PASANGAN KEKASIH DAN PSK DI HUKUM CAMBUK DI ACEH
![]() |
| PASANGAN KEKASIH DAN PSK DI HUKUM CAMBUK DI ACEH |
Sekelompok pasangan dan pekerja seks diduga dicambuk secara terbuka karena melanggar hukum Islam di Aceh Indonesia pada hari Jumat, hanya seminggu setelah provinsi berjanji untuk memindahkan praktik-praktik yang tumbuh di rumah yang banyak dikritik.
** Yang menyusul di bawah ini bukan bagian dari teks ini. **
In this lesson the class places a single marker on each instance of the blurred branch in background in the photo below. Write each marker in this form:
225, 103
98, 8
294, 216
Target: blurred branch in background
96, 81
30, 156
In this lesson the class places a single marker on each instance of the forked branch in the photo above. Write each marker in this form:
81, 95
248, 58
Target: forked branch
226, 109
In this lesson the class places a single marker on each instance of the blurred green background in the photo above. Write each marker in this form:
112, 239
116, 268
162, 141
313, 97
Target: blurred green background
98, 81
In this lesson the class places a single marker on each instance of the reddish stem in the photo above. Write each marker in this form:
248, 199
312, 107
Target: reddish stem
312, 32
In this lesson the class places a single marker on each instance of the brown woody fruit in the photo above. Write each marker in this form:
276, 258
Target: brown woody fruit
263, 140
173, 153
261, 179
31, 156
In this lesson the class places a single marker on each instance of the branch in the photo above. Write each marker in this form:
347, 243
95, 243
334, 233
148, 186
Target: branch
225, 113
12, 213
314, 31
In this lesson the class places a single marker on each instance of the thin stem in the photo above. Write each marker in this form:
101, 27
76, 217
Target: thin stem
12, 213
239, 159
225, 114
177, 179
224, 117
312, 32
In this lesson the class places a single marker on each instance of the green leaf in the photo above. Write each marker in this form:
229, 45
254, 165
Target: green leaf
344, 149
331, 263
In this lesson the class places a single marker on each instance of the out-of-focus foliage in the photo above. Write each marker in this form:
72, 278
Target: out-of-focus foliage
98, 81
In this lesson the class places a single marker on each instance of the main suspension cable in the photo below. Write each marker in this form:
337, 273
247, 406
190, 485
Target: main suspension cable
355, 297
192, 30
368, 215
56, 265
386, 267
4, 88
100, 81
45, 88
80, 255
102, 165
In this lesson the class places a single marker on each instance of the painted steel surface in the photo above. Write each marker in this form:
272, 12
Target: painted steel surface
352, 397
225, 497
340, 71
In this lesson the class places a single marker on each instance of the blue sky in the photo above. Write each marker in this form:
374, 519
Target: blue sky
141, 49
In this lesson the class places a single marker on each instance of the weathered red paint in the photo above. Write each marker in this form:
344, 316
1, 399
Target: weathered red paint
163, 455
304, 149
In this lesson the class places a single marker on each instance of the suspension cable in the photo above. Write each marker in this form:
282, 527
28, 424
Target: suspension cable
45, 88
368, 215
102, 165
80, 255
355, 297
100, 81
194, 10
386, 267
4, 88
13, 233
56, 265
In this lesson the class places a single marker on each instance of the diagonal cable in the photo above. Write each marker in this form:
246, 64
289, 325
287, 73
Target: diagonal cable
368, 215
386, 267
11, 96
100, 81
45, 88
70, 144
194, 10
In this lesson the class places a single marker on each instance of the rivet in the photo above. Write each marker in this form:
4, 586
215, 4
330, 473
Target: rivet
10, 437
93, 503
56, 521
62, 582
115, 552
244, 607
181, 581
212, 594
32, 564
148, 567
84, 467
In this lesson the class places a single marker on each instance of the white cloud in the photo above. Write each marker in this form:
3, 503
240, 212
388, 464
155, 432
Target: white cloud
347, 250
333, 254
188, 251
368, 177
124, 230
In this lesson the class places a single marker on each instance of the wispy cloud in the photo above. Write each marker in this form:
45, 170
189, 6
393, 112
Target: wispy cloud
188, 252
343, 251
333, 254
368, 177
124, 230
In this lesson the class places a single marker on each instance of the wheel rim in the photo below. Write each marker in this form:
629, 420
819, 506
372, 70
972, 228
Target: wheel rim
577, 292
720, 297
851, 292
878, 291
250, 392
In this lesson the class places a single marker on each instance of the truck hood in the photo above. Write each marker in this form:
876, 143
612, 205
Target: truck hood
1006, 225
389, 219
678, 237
Lebih dari seribu orang, termasuk puluhan turis dari negara tetangga Malaysia, mencemooh dan memekik penganiayaan di kelompok itu saat mereka dicambuk di luar sebuah masjid di ibukota Banda Aceh. Tiga pria dan lima wanita - yang termasuk beberapa siswa - dinyatakan bersalah melanggar hukum agama dengan menunjukkan kasih sayang di depan umum atau untuk menawarkan layanan seksual secara online, kata para pejabat.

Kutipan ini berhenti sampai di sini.